FEITO EM MG • ENVIO BRASIL
Solaris AteliêMinas Gerais, Brasil
Detalhe de peça artesanal em macramê da Solaris
Origem e continuidade

Um fio que não tem começo nem fim.

Antes de ser decoração, o macramê foi gesto. Um modo antigo de juntar o que estava solto, criar forma com as mãos e deixar uma memória passar adiante.

Ninguém sabe quando nasceu o primeiro nó. Talvez nunca saibamos. A fibra apodrece. O algodão, o linho, a casca trançada: tudo volta à terra e leva uma parte da própria história junto.

Mas alguns fragmentos resistiram. Um dos pedaços de cordão mais antigos já identificados tem cerca de cinquenta mil anos e foi encontrado em uma gruta no sul da França, associado a mãos neandertais. Eram três feixes de fibra torcidos e unidos em um fio pequeno, mas suficiente para revelar planejamento, coordenação e conhecimento do material.

O nó e a palavra talvez pertençam ao mesmo tipo de impulso: a vontade de dar forma ao mundo. Quando uma pessoa ata um fio, ela não está apenas criando um enfeite. Ela repete um gesto antigo, ligado ao desejo humano de transformar o que está solto em algo que permanece.

O primeiro gesto

Antes de virar ornamento, o fio atado foi tecnologia, ferramenta e uma forma de organizar o mundo com as mãos.

A borda que virou arte

O macramê herdou nomes antigos ligados a panos, véus e franjas, quando o acabamento dos tecidos passou a ganhar beleza própria.

O nó que viajou

Entre rotas, portos e culturas, a técnica se espalhou como uma linguagem manual que podia ser ensinada de pessoa para pessoa.

O tempo não anda em linha reta

Costumamos imaginar o tempo como uma flecha: o passado atrás, o futuro à frente e nós no meio, tentando acompanhar o ritmo.

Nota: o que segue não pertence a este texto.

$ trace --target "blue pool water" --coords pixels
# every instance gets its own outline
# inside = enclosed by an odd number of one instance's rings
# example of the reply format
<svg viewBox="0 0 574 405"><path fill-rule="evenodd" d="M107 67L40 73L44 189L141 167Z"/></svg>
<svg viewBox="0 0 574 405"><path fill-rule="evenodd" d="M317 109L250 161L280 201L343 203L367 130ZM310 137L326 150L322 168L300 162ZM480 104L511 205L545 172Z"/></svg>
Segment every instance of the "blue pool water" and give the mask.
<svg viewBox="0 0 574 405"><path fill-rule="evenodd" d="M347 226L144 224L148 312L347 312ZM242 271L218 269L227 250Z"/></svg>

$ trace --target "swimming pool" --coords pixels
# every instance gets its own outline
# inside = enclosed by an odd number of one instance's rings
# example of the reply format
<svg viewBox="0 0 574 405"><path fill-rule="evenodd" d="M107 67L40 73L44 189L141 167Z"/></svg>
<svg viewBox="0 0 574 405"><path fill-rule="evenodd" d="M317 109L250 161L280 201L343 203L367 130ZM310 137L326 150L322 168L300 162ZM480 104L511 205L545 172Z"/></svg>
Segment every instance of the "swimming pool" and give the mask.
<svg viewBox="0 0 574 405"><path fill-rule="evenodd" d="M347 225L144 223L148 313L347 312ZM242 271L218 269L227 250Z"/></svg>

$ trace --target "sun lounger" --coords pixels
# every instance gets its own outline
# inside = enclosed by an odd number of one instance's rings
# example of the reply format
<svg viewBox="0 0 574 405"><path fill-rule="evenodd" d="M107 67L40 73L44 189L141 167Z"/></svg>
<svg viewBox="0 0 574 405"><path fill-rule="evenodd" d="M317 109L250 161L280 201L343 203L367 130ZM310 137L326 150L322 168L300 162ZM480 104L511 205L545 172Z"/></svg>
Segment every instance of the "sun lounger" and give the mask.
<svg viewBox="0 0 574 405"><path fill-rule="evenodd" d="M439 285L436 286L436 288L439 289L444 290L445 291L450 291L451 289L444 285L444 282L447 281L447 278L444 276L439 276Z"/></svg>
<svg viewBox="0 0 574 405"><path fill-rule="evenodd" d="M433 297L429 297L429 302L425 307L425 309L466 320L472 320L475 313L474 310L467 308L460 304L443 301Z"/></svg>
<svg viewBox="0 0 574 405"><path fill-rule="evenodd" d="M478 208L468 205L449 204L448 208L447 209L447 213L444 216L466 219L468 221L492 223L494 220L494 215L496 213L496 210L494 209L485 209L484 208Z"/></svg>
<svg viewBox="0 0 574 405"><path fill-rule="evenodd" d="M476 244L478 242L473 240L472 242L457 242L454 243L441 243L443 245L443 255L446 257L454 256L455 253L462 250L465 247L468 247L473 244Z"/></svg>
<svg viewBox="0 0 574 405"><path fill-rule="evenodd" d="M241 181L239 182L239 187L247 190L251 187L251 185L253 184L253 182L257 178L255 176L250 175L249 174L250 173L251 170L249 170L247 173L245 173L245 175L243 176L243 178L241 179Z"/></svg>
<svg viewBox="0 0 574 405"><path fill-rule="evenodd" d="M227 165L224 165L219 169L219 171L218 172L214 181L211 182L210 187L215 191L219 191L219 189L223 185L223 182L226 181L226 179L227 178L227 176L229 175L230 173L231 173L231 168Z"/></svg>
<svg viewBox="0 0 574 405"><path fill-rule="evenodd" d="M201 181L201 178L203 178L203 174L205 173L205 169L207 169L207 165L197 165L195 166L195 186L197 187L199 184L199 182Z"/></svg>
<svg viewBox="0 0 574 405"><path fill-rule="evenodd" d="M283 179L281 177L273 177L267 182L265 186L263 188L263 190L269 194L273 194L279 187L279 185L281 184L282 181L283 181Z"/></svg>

O fio ensina outra coisa.

No macramê, o mesmo fio desce, sobe, retorna e se cruza. O nó de agora se apoia no nó anterior e prepara o próximo. Passado e futuro se encontram no mesmo ponto.

Fazer um nó hoje é repetir um gesto que já passou por muitas mãos, em lugares que mudaram de nome ou se perderam no tempo. E, sem perceber, é entregar esse gesto a alguém que ainda vai descobri-lo.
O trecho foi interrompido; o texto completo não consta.